En Israël, une vague de critiques et de mécontentement menace de chasser du pouvoir le Premier ministre Ehoud Olmert et de faire éclater sa majorité de coalition. La guerre destructrice qu’il a menée contre le Hezbollah au Liban – préparée et menée de connivence avec les États-Unis – a plongé l’État hébreu dans une grande agitation politique et des interrogations déchirantes. Les piliers de la politique étrangère et de la politique de défense israélienne ont été fortement ébranlés, ainsi que le mythe de l’invincibilité de l’armée. Bien que le Liban ait été détruit et qu’il faille prévoir des années pour le reconstruire, les principaux bénéficiaires sont l’Iran, la Syrie et le Hezbollah, toujours invaincu.
À Washington comme à Jérusalem, on se pose des questions pour savoir qui a entraîné qui dans la guerre. Certains Américains de bonne foi commencent à s’interroger sur l’influence du lobby pro-israélien sur la politique américaine.
À Kaboul, le président Hamid Karzaï, sorti de l’ombre et installé au pouvoir par les États-Unis et l’Occident, perd déjà l’appui de la population. On suppute qu’il n’ira pas au bout de sa quatrième année et demie de pouvoir. Largement accusé de corruption, son gouvernement n’a apporté ni la sécurité, ni la renaissance économique, ni une administration efficace. Même Kaboul n’est plus une ville sûre.
Les talibans ont reconstitué leur force politique et militaire, en particulier dans les provinces du Sud, de Kandahar, d’Ourouzgan et de Helmand. À la grande surprise de l’Otan et des forces américaines, ils ont réussi à déployer des bataillons de 400 hommes lourdement armés, malgré l’écrasante présence aérienne des États-Unis. L’insurrection a fait plus de 1 000 morts cette année, et les combats ont augmenté d’intensité cet été. Il y a eu en 2006 près de 60 attentats-suicides, alors qu’il n’y en avait eu aucun l’an dernier.
En août et en septembre, la Force d’assistance et de sécurité internationale dirigée par l’Otan et commandée par le général britannique David Richards a pris le relais dans les secteurs sud et est de la coalition dirigée par les États-Unis.
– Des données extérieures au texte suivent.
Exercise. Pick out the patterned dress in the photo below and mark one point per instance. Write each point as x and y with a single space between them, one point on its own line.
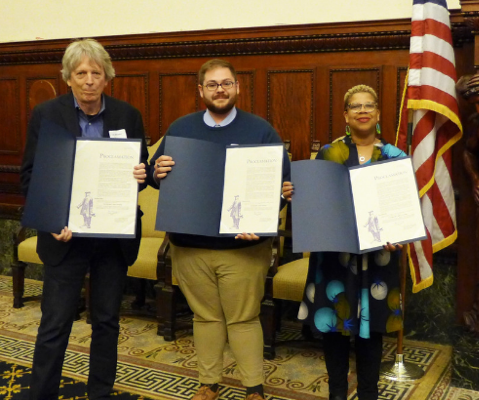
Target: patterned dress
349 293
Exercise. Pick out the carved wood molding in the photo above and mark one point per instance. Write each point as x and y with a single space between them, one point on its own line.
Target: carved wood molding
10 188
386 40
471 21
10 169
399 96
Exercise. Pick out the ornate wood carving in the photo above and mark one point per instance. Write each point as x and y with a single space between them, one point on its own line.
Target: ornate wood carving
340 81
291 93
10 140
133 88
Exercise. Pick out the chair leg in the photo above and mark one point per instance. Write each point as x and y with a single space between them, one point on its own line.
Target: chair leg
87 298
18 280
140 293
159 309
269 322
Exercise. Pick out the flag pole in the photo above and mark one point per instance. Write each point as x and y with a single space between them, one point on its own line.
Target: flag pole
399 370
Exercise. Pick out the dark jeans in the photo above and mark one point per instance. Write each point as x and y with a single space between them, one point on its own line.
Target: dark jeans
368 363
61 293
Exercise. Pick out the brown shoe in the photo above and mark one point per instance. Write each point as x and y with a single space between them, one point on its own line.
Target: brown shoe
205 393
254 396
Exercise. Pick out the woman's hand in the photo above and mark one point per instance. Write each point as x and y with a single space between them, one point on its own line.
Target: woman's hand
139 173
247 236
392 247
64 236
288 190
162 166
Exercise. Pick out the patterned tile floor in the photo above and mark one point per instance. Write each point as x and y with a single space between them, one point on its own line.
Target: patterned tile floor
167 370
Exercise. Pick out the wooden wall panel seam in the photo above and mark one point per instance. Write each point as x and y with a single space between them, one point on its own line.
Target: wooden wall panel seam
320 43
312 91
16 118
252 74
145 76
161 76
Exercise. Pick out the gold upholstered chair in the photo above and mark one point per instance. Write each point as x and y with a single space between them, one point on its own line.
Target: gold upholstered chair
284 281
24 253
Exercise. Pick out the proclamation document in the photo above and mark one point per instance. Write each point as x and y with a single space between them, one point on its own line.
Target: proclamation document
252 189
386 203
104 194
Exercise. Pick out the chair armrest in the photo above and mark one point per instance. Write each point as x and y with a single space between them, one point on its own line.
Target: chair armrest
18 237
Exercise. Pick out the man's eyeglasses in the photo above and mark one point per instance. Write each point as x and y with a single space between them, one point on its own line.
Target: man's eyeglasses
356 107
212 86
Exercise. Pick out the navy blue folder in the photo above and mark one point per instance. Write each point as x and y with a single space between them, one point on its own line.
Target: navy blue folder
47 206
48 201
191 195
323 214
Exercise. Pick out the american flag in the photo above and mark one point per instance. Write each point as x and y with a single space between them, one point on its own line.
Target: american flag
430 95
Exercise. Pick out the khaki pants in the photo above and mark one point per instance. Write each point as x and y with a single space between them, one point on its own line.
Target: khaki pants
224 289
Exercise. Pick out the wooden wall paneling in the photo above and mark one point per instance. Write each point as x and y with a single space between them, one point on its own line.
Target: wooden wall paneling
133 88
178 96
291 108
246 97
340 81
388 102
40 89
10 133
322 107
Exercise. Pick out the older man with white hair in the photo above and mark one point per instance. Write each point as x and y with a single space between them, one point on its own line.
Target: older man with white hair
86 112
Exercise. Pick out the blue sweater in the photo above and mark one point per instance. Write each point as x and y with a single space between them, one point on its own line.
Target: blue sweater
246 128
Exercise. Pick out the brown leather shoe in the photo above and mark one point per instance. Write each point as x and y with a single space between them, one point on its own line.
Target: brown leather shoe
254 396
205 393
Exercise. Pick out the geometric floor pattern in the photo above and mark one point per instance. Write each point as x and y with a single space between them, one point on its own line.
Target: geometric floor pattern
151 367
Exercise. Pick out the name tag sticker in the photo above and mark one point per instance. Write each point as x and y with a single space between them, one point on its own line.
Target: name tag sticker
120 134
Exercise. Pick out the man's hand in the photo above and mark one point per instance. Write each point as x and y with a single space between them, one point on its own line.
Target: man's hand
139 173
163 166
64 236
247 236
391 247
288 190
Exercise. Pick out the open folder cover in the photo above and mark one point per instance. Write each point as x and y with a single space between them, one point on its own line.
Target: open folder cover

Mais les affrontements sont quotidiens dans les provinces où les bandits de grand chemin, les seigneurs de guerre, les trafiquants de drogue et les chefs tribaux font cause commune contre Karzaï et ses protecteurs occidentaux.
La politique du général Richards est d’essayer de conforter l’autorité du gouvernement plus par le développement économique et social que par les opérations de guerre. Vingt-trois équipes de reconstruction commandées par des militaires sont à l’uvre dans les provinces. Mais les talibans ne leur feront pas de cadeaux.
À Londres et à Washington, certains responsables croient que cette guerre est déjà perdue. Pendant ce temps, la production afghane de stupéfiants continue de prospérer. Elle est estimée à 3 milliards de dollars par an et fournit 90 % de l’héroïne vendue en Europe.
Au Pakistan, le président Pervez Musharraf est en butte aux attaques des opposants islamistes chez lui, de personnalités politiques en exil telles que l’ex-Premier ministre Benazir Bhutto, et des services de sécurité britanniques, qui voient un lien entre le Pakistan et les jeunes Britanniques d’origine pakistanaise qui ont perpétré des attentats terroristes à Londres et, tout dernièrement, ont été accusés d’organiser un complot pour faire sauter des avions reliant Heathrow, l’aéroport londonien, aux États-Unis.
Le président George W. Bush continue de considérer le Pakistan comme un allié de premier rang dans la lutte contre le terrorisme. Il a choisi de fermer les yeux sur les pratiques peu démocratiques de Musharraf et de pardonner au Pakistan la vente clandestine de technologie nucléaire militaire parce qu’il a besoin de l’armée pakistanaise pour surveiller la frontière afghane. Plus de 70 000 soldats pakistanais ont été envoyés combattre les militants islamistes dans des zones tribales du Waziristan, mais la région est loin d’être pacifiée. D’autres estiment que le Pakistan est le principal foyer du djihad mondial ainsi que de la prolifération nucléaire (via l’ancien réseau d’Abdul Qadeer Khan). Certains observateurs pensent même que l’armée et les services de renseignements pakistanais ne mettent pas une ardeur extrême à combattre le djihad.
Parallèlement, la province du Baluchistan est en crise après l’assassinat, le mois dernier, par l’armée pakistanaise du chef de la tribu baluchie Akbar Khan Boughti. Le Baluchistan est une province stratégique à la frontière de l’Iran, de l’Afghanistan et du golfe Persique. Elle fournit 45 % de l’approvisionnement du Pakistan en gaz. Cet assassinat ne peut que renforcer le désir d’autonomie des Baluchis.
Comme celui de ses homologues à Kaboul, à Bagdad et à Jérusalem, le pouvoir militaire de Musharraf à Islamabad n’est pas sans nuages.